Wow, sorry, thought I put that in.


----------



## yarly (Jun 22, 2011)

Your device is most likely too old to run CM10. It had no support from Dell after 2.2 and probably has lots of driver issues from incompatibilities.


----------



## giveen (Nov 9, 2011)

yarly said:


> Your device is most likely too old to run CM10. It had no support from Dell after 2.2 and probably has lots of driver issues from incompatibilities.


Except I have made ICS and JB successfully run on this.

Also Dell pushed out Honeycomb as well.


----------



## yarly (Jun 22, 2011)

Running does not mean drivers all work.

Example: see hp touchpad or the many other devices with incomplete ports (desire hd, thunderbolt, etc).


----------



## giveen (Nov 9, 2011)

yarly said:


> Running does not mean drivers all work.
> 
> Example: see hp touchpad or the many other devices with incomplete ports (desire hd, thunderbolt, etc).

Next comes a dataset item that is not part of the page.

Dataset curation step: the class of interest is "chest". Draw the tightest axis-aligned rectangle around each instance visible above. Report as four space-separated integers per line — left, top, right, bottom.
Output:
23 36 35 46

See the Toshiba Folio 100. DerArtem has the device completely working. It is a ventana board device, which is exactly the same.

I'm just trying to get help here, not start an argument with you.


----------



## JBirdVegas (Jun 11, 2011)

No idea from the logcat whats going on there but a bootchart may help give some clues look here

http://elinux.org/Using_Bootchart_on_Android

and some other resources
http://www.innovantesindia.com/wordpress/2010/12/13/bootchart-a-utility-to-analyze-the-boot-up-of-android-phone/
https://blueprints.launchpad.net/linaro-android/+spec/linaro-android-enable-bootchart

Good Luck!


----------



## giveen (Nov 9, 2011)

Just to close this out, worked with another dev to use mixer paths.

Sent from my Nexus 7 using Tapatalk 2


----------